In machine learning (sometimes referred to as an automatic system), some of the algorithms essentially learn what features are important (or can learn how much weight to apply to each feature) to build a model and then uses the model to classify tokens as named entities. The biggest issue is that these models could be built with a very different text source (e.g. journal articles or twitter feed) than what you are processing. Also the models themselves require a large set of resources (memory, cpu) that you may not have available.
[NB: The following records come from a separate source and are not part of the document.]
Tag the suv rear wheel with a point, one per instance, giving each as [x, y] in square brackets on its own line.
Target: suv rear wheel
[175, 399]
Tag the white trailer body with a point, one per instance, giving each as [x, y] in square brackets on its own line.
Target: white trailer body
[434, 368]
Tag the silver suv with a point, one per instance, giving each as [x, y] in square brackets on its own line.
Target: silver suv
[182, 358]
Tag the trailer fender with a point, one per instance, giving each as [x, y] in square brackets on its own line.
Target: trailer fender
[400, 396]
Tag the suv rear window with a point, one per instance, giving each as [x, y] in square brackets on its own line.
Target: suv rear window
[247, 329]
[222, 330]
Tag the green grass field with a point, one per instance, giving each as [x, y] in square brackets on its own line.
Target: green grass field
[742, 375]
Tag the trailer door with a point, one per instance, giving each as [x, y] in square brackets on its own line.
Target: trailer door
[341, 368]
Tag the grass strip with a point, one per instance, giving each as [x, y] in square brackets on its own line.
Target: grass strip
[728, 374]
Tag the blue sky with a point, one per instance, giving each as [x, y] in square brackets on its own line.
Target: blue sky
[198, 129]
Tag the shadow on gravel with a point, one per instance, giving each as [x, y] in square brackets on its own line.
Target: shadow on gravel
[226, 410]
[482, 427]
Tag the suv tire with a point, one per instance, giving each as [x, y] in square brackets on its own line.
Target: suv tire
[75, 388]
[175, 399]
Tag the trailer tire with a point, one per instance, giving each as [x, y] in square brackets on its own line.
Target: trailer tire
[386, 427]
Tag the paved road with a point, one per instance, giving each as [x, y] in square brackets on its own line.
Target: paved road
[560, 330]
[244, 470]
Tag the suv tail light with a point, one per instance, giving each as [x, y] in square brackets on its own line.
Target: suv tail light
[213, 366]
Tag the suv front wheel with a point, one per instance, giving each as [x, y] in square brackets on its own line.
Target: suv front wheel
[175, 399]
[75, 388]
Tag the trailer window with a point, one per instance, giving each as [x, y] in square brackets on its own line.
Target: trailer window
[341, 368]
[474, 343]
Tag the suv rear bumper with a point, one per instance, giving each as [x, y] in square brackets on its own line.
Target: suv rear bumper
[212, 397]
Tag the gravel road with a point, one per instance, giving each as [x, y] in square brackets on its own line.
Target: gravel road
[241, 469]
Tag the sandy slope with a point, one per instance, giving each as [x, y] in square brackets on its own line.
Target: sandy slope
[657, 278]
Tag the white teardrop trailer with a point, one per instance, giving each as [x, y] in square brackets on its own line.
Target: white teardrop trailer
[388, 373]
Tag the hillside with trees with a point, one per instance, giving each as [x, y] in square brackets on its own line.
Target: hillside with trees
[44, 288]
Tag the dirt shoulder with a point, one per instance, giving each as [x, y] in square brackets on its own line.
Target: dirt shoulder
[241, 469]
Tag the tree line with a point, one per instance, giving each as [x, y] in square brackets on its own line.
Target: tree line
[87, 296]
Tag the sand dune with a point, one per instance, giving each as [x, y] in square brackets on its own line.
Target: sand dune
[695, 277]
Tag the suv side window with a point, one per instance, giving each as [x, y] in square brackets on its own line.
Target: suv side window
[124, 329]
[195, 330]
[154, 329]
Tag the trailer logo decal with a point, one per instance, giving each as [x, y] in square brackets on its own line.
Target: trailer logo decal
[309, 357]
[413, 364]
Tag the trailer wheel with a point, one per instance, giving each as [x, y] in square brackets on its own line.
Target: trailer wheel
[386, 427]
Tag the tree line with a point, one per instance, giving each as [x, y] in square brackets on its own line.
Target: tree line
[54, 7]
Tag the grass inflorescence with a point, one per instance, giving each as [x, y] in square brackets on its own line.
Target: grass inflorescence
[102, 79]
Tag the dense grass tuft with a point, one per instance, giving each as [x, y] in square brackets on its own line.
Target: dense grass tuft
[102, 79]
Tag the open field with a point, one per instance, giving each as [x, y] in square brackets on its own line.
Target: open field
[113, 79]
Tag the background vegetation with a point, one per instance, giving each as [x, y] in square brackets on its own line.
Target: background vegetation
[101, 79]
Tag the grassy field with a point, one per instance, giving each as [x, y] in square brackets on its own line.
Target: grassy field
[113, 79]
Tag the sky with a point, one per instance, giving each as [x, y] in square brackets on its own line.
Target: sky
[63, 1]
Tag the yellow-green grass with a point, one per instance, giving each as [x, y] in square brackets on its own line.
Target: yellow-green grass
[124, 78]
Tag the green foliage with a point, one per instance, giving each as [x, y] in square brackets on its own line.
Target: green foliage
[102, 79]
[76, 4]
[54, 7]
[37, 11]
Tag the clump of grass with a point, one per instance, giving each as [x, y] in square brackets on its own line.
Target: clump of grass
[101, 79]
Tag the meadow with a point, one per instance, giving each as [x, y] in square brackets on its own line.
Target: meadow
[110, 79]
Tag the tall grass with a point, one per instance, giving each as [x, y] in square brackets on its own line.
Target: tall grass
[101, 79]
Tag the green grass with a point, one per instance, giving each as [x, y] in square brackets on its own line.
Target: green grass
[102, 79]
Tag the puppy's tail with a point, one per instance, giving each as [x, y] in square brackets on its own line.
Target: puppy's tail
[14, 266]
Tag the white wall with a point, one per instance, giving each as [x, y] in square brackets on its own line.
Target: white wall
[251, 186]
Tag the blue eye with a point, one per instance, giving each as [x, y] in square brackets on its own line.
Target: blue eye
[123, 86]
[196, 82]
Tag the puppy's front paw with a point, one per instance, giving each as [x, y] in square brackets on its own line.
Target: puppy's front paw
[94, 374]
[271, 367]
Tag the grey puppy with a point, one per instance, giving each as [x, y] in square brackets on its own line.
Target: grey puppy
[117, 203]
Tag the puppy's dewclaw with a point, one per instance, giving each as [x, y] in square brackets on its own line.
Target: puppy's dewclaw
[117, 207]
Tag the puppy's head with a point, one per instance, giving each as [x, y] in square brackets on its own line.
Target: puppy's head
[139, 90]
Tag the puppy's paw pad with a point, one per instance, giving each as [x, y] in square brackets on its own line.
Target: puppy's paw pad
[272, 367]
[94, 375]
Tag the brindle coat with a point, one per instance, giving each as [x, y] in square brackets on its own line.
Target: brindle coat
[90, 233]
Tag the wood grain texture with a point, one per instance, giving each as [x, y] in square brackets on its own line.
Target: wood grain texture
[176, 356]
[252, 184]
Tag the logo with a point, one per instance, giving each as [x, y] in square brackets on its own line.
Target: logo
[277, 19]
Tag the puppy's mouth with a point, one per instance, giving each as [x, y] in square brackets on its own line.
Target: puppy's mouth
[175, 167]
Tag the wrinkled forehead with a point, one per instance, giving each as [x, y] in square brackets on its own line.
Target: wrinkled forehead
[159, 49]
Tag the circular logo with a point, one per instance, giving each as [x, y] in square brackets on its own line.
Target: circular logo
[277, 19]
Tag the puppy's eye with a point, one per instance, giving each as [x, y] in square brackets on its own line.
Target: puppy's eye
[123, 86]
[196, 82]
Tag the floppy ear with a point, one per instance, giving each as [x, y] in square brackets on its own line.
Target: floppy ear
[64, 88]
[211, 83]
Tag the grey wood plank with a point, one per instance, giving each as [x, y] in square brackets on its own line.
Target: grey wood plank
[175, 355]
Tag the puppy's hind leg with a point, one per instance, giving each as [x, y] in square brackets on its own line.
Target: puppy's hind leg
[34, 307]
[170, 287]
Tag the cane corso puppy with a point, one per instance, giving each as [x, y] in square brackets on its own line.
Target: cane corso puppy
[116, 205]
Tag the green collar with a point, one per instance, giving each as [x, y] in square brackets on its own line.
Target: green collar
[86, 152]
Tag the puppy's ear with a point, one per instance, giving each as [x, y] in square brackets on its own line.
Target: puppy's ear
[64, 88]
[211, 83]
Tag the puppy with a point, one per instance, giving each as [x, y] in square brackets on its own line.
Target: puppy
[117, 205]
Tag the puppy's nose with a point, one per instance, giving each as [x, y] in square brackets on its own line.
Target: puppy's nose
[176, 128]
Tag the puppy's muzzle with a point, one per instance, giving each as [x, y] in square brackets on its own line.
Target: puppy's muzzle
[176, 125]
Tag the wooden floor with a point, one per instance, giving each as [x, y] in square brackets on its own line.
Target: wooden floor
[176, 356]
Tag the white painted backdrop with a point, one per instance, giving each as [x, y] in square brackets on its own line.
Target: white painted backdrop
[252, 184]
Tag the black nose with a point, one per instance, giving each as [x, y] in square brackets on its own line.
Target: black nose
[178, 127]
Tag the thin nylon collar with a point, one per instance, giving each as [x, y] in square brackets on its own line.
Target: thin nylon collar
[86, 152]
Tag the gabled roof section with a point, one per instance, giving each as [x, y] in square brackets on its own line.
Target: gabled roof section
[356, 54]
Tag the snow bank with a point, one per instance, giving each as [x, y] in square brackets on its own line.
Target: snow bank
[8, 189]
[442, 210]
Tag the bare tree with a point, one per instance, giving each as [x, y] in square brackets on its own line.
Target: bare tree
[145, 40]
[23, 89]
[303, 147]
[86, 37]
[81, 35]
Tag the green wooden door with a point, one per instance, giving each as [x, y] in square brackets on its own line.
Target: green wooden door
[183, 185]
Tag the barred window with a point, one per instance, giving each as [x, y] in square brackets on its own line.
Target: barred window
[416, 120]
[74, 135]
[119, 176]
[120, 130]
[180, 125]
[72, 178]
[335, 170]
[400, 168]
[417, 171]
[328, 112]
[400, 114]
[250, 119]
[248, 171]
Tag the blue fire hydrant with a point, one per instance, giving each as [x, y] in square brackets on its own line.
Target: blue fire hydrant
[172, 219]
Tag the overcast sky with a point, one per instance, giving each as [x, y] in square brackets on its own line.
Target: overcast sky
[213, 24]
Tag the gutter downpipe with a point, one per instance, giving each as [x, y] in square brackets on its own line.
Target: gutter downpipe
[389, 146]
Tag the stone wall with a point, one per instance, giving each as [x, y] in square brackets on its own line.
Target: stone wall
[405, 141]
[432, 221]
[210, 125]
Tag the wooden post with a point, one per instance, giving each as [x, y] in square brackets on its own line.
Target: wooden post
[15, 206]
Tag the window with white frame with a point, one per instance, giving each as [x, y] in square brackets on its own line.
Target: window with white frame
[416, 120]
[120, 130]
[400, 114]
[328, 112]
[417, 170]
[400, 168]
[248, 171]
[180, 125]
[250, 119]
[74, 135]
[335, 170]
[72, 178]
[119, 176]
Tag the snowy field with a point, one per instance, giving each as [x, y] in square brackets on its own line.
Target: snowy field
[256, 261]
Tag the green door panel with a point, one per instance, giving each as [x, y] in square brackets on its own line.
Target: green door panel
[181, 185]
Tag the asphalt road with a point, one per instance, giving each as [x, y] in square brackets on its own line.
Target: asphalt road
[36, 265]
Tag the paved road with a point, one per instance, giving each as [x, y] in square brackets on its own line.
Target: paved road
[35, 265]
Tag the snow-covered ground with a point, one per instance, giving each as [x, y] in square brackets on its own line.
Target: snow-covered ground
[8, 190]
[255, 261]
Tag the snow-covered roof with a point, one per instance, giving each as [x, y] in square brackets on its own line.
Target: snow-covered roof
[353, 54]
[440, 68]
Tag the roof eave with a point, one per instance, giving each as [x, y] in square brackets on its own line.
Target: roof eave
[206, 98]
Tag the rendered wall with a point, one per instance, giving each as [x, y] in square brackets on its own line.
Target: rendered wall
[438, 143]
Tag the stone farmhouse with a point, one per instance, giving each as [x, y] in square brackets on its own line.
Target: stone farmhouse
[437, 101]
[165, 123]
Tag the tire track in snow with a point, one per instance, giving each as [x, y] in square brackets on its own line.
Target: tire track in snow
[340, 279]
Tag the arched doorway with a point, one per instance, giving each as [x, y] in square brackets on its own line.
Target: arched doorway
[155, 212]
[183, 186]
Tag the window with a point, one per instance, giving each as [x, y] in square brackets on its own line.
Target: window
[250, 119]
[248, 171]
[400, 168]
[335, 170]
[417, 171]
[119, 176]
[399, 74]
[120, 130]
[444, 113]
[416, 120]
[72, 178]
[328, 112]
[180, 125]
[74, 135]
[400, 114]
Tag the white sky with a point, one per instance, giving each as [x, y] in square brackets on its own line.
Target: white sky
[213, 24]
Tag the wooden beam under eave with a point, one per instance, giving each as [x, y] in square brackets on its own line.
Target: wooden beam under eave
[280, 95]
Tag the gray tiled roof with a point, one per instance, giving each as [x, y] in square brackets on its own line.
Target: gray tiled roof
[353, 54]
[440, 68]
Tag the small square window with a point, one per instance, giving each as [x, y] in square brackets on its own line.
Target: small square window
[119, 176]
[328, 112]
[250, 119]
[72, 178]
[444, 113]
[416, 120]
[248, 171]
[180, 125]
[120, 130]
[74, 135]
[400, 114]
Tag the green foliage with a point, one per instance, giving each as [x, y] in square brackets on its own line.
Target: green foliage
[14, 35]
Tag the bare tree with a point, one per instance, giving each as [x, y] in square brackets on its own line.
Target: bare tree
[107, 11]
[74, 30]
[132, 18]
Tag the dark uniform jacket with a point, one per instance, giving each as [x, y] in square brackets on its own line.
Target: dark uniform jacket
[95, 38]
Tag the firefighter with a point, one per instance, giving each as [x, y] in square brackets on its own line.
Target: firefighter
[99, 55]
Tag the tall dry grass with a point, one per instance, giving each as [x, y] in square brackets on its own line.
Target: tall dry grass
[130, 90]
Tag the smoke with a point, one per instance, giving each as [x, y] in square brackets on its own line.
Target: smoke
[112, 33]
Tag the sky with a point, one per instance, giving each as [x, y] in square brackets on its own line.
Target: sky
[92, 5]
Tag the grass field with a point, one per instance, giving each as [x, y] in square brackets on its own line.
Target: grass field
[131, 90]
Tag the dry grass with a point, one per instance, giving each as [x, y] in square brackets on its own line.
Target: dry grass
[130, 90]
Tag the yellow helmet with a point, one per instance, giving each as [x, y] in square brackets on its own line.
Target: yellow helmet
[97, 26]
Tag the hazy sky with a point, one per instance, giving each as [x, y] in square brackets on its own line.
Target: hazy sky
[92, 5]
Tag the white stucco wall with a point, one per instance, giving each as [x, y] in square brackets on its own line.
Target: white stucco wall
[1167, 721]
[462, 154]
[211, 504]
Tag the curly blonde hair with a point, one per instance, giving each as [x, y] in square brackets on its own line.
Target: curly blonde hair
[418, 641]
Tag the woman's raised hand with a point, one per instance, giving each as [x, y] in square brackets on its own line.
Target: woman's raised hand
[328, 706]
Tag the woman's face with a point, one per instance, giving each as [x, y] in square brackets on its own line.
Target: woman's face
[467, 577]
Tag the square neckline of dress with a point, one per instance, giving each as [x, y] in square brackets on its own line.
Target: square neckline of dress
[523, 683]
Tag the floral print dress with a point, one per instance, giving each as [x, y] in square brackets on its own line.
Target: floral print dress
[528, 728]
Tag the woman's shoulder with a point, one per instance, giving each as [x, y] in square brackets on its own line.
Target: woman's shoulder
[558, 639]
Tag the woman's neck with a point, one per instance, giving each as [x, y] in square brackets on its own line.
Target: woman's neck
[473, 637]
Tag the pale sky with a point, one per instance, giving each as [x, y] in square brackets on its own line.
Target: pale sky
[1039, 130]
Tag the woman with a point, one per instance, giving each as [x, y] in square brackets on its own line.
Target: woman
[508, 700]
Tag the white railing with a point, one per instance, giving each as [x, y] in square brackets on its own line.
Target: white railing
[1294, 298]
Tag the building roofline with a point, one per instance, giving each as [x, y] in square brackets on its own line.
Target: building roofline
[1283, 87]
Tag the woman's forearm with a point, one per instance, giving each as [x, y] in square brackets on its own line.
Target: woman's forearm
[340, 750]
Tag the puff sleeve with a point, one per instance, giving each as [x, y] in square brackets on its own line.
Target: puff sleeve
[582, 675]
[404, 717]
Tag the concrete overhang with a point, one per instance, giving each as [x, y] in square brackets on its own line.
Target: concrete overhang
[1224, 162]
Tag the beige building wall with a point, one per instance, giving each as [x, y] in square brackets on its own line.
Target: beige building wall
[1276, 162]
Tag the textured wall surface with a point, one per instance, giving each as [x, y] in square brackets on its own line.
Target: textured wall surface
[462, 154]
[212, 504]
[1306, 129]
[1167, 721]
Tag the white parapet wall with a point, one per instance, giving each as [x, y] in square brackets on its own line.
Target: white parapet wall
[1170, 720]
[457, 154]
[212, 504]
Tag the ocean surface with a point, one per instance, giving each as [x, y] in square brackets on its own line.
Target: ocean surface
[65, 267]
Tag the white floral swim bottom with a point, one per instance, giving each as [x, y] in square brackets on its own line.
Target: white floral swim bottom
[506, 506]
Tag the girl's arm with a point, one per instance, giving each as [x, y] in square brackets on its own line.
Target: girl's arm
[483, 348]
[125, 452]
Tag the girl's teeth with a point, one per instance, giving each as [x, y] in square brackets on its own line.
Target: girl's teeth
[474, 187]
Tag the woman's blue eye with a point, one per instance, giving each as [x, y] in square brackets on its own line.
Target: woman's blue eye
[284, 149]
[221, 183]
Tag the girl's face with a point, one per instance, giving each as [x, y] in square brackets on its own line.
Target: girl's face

What you built in this lesson is efficient, fast and fairly accurate.

In the follow-on course, you'll be able to build your own text-based models.


##**Submission**

After implementing all the functions and testing them please download the notebook as "info407_project_text_analysis_finding_characters.py" and submit to gradescope under "Project - Text Analysis - Finding Characters" assignment tab.

**NOTES**

* Be sure to use the function names and parameter names as given.
* DO NOT use your own function or parameter names.
* Your file MUST be named "info407_project_text_analysis_finding_characters.py".
* Comment out any lines of code and/or function calls to those functions that produce errors.
* Grading cannot be performed if any of these are violated.